„Dick Tracy“ – das Kino als Verpackungskunst
Von Bernd Berke
Kino kann verzweigte Geschichten wortreich erzählen oder „schweigend“ mit Bildern überwältigen, dazwischen gibt’s zahllose Nuancen: „Dick Tracy“ ist ein Streifen, der mit gigantischem Aufwand und fast schon schamloser Ausschließlichkeit der rein optisch-atmosphärischen Seite des Kinomachens huldigt, nein: anheimfällt.
Der Inhalt ist rasch skizziert: Tracy, Amerikas berühmter, aber etwas angestaubter Zeitungscomic-Detektiv aus den 30er Jahren im beinharten, aber glückhaften Kampf gegen eine New Yorker Mafia-Gang. Nein, viel mehr passiert wirklich nicht. Aber die Verpackung! Wir kennen es von manchen Einkäufen: zwei bis drei Pralinen, aber eine Riesenschachtel.
Dieser Film macht also mit dem Ausschmücken und Drapieren rigoros ernst, er stellt lauter oberflächliche Reizwerte aus. Er hat ganze Heerscharen von Trick- und Effekt-Spezialisten sowie Maskenbildnern in Lohn und Brot gesetzt. Und sie alle sind halt Hollywood-Profis, verstehen also ihr Handwerk famos; sie haben auf jedes sichtbare Detail, auf jede Farb-Zusammenstellung geachtet. Alles ist typisiert, auf Umrisse reduziert, auf optischen Nenner gebracht. Beispiel: Sämtliche Gangster- bzw. Polizei-Autos sehen exakt gleich aus, wie mit Schablonen gezeichnet.

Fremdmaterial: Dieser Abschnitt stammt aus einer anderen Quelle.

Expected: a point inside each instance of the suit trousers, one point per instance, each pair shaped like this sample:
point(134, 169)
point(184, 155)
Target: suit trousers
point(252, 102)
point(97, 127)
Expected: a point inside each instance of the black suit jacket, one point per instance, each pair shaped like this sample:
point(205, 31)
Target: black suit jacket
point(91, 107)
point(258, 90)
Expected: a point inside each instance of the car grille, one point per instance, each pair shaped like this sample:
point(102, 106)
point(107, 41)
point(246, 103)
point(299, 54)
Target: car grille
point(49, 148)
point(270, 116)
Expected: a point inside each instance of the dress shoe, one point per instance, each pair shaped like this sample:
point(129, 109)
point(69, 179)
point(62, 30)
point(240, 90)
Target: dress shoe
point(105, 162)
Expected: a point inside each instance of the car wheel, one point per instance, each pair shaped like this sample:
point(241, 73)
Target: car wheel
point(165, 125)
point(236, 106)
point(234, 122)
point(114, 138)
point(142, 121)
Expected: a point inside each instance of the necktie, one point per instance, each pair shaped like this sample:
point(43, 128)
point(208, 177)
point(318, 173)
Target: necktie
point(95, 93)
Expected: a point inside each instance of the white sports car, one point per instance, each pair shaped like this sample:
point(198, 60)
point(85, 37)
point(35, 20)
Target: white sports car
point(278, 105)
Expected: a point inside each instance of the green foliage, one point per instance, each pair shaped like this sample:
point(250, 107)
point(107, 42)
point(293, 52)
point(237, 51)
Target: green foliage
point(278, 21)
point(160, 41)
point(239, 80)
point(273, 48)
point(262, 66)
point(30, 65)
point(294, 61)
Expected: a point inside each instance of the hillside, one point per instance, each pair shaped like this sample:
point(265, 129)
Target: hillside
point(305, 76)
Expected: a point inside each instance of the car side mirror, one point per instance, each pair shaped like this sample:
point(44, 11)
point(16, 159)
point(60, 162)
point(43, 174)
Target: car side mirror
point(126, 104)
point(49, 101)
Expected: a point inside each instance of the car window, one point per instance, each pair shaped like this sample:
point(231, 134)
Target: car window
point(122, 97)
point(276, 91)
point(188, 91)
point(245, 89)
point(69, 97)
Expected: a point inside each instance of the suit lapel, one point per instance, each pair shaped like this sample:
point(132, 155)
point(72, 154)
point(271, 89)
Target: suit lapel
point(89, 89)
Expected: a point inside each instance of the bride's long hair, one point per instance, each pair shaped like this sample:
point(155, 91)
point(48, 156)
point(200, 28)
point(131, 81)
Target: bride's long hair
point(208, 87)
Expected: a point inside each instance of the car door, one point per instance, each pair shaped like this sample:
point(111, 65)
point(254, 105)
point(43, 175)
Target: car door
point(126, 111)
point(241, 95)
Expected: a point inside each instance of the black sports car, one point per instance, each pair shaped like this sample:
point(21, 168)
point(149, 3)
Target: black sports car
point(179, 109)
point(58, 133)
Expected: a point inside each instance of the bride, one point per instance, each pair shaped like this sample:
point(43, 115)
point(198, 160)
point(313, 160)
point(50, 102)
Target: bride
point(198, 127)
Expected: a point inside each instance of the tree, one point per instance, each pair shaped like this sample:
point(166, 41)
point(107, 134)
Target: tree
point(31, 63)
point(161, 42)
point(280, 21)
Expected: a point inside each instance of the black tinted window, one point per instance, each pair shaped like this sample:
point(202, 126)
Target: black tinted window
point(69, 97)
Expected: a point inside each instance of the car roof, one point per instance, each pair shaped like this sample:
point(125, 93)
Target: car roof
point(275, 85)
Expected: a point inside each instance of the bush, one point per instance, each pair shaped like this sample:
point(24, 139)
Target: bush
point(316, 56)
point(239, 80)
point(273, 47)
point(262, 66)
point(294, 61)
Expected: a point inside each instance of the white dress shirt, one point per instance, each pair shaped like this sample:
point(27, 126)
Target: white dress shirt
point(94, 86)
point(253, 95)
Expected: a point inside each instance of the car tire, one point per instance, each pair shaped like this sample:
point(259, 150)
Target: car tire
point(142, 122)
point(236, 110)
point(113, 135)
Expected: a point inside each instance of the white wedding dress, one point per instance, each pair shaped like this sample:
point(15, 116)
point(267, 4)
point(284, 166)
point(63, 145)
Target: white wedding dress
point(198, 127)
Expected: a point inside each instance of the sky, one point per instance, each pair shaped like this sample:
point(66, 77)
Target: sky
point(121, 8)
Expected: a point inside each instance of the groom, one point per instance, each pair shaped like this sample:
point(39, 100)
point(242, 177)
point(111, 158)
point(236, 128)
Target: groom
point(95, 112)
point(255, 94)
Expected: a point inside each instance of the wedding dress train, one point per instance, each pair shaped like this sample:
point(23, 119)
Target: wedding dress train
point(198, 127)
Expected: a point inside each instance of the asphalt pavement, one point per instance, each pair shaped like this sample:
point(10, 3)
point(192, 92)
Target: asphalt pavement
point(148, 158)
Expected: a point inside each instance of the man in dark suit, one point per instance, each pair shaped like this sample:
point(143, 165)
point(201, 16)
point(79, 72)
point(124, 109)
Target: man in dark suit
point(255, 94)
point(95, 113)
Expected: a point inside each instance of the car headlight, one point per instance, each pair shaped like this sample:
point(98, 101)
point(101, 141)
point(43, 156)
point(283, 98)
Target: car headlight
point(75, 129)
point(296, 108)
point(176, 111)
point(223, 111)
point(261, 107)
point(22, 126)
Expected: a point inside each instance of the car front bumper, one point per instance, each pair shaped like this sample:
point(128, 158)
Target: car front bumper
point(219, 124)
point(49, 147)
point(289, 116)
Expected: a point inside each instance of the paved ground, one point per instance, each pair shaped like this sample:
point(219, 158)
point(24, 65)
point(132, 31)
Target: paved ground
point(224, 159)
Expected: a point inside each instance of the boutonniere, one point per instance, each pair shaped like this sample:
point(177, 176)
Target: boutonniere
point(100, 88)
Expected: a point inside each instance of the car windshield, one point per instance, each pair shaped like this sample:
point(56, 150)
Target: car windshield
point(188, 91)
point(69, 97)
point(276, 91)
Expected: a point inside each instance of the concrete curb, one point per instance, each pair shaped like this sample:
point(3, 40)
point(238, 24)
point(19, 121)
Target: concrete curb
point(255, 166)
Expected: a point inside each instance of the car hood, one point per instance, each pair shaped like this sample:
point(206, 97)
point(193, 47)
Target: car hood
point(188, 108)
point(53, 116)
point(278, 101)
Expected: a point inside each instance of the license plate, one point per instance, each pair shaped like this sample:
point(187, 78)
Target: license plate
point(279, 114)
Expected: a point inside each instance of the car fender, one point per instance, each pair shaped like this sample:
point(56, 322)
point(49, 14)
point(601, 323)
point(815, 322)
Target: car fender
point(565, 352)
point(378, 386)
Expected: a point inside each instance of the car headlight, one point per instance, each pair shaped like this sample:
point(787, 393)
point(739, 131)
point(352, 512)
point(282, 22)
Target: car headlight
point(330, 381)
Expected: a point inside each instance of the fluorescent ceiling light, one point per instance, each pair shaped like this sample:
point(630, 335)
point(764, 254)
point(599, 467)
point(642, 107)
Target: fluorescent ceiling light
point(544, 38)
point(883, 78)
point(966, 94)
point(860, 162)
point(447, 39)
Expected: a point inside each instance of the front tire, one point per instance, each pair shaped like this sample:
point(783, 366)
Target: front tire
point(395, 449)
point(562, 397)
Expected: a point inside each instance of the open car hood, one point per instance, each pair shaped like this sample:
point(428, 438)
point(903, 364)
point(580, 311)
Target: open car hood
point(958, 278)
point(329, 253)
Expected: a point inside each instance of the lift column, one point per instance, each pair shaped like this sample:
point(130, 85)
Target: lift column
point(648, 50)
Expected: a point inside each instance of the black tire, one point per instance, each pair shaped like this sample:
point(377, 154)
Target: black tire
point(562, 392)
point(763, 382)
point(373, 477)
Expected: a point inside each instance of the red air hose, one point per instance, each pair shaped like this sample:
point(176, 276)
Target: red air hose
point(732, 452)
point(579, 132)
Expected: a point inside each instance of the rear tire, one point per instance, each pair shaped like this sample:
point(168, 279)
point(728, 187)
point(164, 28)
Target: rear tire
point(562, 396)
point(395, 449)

Wann sah man je so liebevoll-gründlich zerknautschte Gangster-Gesichter, pockennarbig übersät oder auf Breitwandformat aufgeplustert – ein tolldrastisches Panoptikum! Wann sah man je eine solche New Yorker Skyline als Kulisse: riesenhaft aufragender Stadtmoloch, aber bonbonbunt glitzemd, wie unter Pudezucker. Eine Bilderbuch-Kunstweit aus realen Versatzstükken. Man denkt wahrhaftig, die Gestalten liefen durch einen Comic.
Entschieden schematisiert auch die Darsteller. Keine seelische Innenausstattung, Herz, Blut und all das Zeug, sondern halt Typen, Standardfiguren – gleichsam mit scharfen, festen Comic-Strichen hingesetzt. Auch die Dialoge sind „sprechblasenmäßig“, dazu trieft Musik, die keinerlei Kitschformel scheut.
Warren Beatty in der Titelrolle könnte, wie große Teile des Films, wahrhaftig den 30er Jahren entstiegen sein, das markante Männer-müssen-so-sein-Lächeln inbegriffen. Seine Gefährtin Tess Trueheart (Glenne Headly) guckt und handelt tatsächlich so treuherzig wie ihr Rollenname besagt. Die Mafia-Gauner, allen voran „Big Boy Caprice“ (Al Pacino), sind auf pittoreske Art häßlich, schmierig, gemein. Und daß die Pop-Heroine Madonna, die hier eine Barsängerin mimt, erneut mit unterkühlter Künstlichkeit glitzert, muß man wohl nicht ausführlich darlegen.